Measuring Weed – All the Weed Measurements You Should Know

Back in the day, in order to find out how much weed you had, triple beam scales were the only option. For those of you accustomed to digital scales, triple beams were the ones with a platform and 3 sliding weights. Measuring marijuana has definitely changed over the past few decades, but it has always been important to determine the quantity of your cannabis strain before putting it in the proper storage container. Also, it is good to check the weight after leaving a legal cannabis dispensary to see if you received what you paid for.
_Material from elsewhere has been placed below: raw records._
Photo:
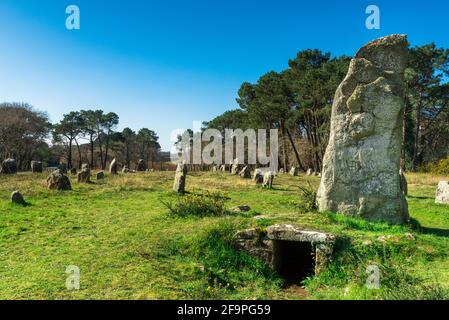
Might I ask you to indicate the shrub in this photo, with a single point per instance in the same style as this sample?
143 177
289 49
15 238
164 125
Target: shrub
202 205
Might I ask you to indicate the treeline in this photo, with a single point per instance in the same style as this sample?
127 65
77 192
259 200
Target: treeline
86 136
298 102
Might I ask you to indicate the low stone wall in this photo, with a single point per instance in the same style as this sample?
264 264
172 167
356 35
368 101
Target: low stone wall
260 243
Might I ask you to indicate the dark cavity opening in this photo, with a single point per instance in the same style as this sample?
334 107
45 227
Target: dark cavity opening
293 261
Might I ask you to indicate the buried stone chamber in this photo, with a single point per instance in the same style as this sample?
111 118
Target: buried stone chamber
361 164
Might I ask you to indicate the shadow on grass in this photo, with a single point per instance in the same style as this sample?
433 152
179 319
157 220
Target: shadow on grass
415 225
Units of Measurement for Weed

When measuring weed, it’s vital to understand your scales. Marijuana is measured in both metric and imperial scales: grams; then ounces and pounds. These terms come up in almost every marijuana conversation and transaction, so it’s good to have a firm understanding of them.
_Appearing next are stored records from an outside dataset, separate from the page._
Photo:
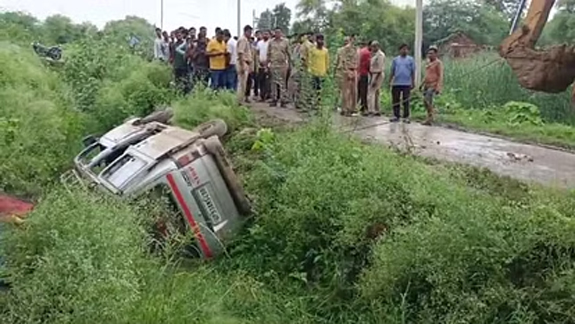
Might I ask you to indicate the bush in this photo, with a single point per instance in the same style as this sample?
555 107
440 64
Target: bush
80 259
205 104
39 130
491 264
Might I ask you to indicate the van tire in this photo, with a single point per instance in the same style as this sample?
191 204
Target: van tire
216 127
160 116
215 148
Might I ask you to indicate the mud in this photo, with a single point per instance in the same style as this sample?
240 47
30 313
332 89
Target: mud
528 163
552 70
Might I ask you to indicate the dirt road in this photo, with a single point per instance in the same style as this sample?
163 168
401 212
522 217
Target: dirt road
529 163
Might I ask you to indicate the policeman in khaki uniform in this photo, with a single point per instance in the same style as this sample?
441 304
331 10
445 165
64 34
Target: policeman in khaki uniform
376 73
244 63
278 60
347 69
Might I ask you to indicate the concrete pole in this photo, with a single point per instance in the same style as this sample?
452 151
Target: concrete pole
162 14
418 40
239 23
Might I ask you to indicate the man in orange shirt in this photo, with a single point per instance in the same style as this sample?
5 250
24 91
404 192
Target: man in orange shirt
433 82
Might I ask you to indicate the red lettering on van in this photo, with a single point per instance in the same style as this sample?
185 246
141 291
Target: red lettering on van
195 176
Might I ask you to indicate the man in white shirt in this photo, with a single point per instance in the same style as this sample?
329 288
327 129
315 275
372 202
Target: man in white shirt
159 47
231 73
263 73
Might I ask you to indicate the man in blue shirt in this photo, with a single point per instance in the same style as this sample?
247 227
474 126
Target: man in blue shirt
402 78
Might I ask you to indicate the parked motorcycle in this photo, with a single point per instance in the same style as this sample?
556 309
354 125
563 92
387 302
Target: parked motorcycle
54 52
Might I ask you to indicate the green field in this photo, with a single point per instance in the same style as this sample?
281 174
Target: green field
342 232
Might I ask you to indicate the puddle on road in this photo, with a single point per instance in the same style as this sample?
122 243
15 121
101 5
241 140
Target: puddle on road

Small amounts of weed are measured in grams, while bigger amounts are weighed in ounces and pounds. Here’s a quick rundown of the units of measurements for weed, followed by those quantities’ accepted names.

  • 1 gram = G
  • 3.5 grams = Eighth (1/8 oz)
  • 7 grams = Quarter (1/4 oz)
  • 14 grams = Half O (1/2 oz)
  • 28 grams = Ounce (1 oz)
  • 4 ounces = QP (1/4 lb)
  • 16 ounces = Pound

This rundown of commonly-desired weed quantities should help you avoid miscommunications in conversation. Most people buy quantities under an ounce, so those terms should be familiar, but how does the overall process work?

Weighing out Weed

measuring weed

When it comes to measuring weed, there are some simple techniques to simplify the whole process, especially in today’s digital age. One simple trick is to place the marijuana in a cup. This strategy is useful because a lot more weed can fit vertically in the cup than horizontally on a tray or platform.

Back in the day of analog weighing instruments, the weight of the cup had to be subtracted. Digital scales today have a “tare” function that zeros out the weight of the object on the scale (in the example, the cup) ensuring that only the weed is measured.
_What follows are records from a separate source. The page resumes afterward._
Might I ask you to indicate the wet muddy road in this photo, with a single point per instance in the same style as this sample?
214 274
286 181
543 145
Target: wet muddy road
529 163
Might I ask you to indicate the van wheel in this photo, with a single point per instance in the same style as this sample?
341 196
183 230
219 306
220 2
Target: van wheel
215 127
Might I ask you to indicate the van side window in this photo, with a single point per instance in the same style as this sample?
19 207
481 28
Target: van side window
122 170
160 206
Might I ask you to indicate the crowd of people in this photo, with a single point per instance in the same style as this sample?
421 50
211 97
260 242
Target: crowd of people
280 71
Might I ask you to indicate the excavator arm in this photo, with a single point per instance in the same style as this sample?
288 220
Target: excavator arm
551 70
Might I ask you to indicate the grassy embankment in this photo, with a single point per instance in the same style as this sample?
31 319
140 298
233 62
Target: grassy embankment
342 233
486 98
Scales are used to measure marijuana, usually just to the tenth decimal, such as 3.5 grams –an eighth of an ounce. Scales are great for home growers or skeptics who buy their herb at a neighborhood dispensary. Some scales can be set to measure weed in grams or in ounces, depending on the size of what you are measuring. Prices increase for scales that can weigh either a large quantity or measure quantities down to a more precise number.

Final Thoughts

  • If you’re looking to invest in a scale, look for one that measures to the tenth decimal. Anything else is overkill.
  • For adding weight to your weed: use a humidifier to add moisture.
    • Another alternative is to place a cue tip dipped in water at the bottom of the jar or bag of weed. Added moisture helps keep your flower from drying out and subsequently weighing less.
    • Some cannabis enthusiasts use orange peels as humidifiers. The only catch is that it leaves your weed smelling like citrus, and if left too long with your buds, it can cause mold to develop.
  • Buying an eighth (3.5 grams) is cheaper than buying 3 grams. Buying weed by the gram isn’t necessarily recommended because better deals exist for larger quantities of flower.
  • Depends on where you are. In states where marijuana is decriminalized, going rates for grams of weed sit around $10.
  • Scales will come in handy if you ever start cooking with weed.

So whether you’re buying weed for your first time or just brushing up on weed units of measurement, knowing the difference between a quarter ounce and a QP (quarter pound) could make all the difference.